A prominent French presidential candidate makes sortition part of his programme

A post by Arturo Iniguez.

L’Avenir en commun (A Shared Future) is the name given to the programme of La France insoumise (France Uprising) and its candidate for the May 2017 French presidential election, Jean-Luc Melenchon. The programme is arranged into 7 parts. The first one, under the tag-line L’urgence démocratique (The democratic urgency), is called La 6eme République, in reference to a new Constitution that would replace the current one, the Fifth, instigated by Charles de Gaulle in 1958. If elected president, Melenchon has promised to convene a constitutional convention and prematurely end his five-year mandate as soon as the new constitution is adopted. Thus, the very first measure in the programme is Réunir une Assemblée constituante (Summon a Constituent Assembly).

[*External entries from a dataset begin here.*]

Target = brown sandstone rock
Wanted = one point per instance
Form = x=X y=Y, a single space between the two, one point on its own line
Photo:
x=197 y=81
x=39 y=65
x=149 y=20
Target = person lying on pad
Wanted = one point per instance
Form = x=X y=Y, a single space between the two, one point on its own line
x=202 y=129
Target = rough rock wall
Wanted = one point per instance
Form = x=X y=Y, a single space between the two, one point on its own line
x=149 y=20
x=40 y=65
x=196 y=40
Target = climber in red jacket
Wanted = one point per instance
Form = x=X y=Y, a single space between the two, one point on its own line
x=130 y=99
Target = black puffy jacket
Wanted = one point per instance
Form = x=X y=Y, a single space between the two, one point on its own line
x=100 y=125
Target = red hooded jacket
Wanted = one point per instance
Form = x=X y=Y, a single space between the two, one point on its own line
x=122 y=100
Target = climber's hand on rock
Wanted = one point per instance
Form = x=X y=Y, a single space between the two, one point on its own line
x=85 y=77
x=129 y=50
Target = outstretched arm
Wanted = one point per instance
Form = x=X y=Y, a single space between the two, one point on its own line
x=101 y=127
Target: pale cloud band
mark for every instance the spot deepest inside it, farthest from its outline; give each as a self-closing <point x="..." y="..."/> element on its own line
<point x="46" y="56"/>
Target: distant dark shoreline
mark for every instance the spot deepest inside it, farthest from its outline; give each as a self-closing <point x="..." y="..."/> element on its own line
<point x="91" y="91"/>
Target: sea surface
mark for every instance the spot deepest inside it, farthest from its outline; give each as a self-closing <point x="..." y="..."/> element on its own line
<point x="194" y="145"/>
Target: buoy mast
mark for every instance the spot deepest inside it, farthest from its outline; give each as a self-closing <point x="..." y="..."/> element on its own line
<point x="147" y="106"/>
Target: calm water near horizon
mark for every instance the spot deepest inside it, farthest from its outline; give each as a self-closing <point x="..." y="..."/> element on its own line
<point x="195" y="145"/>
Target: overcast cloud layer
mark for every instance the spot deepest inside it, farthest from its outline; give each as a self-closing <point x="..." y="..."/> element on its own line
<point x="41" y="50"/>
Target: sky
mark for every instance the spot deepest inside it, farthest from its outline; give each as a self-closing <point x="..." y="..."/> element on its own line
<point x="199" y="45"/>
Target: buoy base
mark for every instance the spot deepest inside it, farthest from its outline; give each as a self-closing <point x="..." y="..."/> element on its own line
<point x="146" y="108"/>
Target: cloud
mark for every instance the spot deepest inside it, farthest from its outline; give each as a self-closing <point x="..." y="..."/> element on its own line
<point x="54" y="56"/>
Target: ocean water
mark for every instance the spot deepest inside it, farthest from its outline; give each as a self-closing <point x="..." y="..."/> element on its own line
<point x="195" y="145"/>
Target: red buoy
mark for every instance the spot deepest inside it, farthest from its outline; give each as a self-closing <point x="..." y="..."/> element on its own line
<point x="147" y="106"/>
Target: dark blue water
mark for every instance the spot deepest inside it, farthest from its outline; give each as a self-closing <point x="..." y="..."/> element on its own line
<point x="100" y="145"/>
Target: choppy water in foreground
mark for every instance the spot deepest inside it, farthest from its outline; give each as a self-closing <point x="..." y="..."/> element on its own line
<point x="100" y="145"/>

Each individual measure is developed in a separate booklet, forming a whole collection. Number 28 of the series, under the title Changer de République pour faire place au peuple (Reform the Republic to create a place for the people), explains how the members of the constitutional convention would be designated. The proposal is to combine election and sortition. In which proportion? That is left to the people themselves. At the poll, each citizen can either vote for a candidate or express his or her personal preference for sortition. The percentage of options for sortition will determine the share of seats to be sorted.

This is a clever way to avoid one of the main sources of resistance to any future attempts to introduce sortition: the opposition of those who are not interested in being sorted, will immediately resign in the event of being chosen by the lot, and are generally happy with the aristocratic setting of voting for professional politicians. These people will see any amount of power given to a purely sorted body as power directly detracted from them. Such a change will be unfair to them (the status quo is of course unfair to all those who do not vote).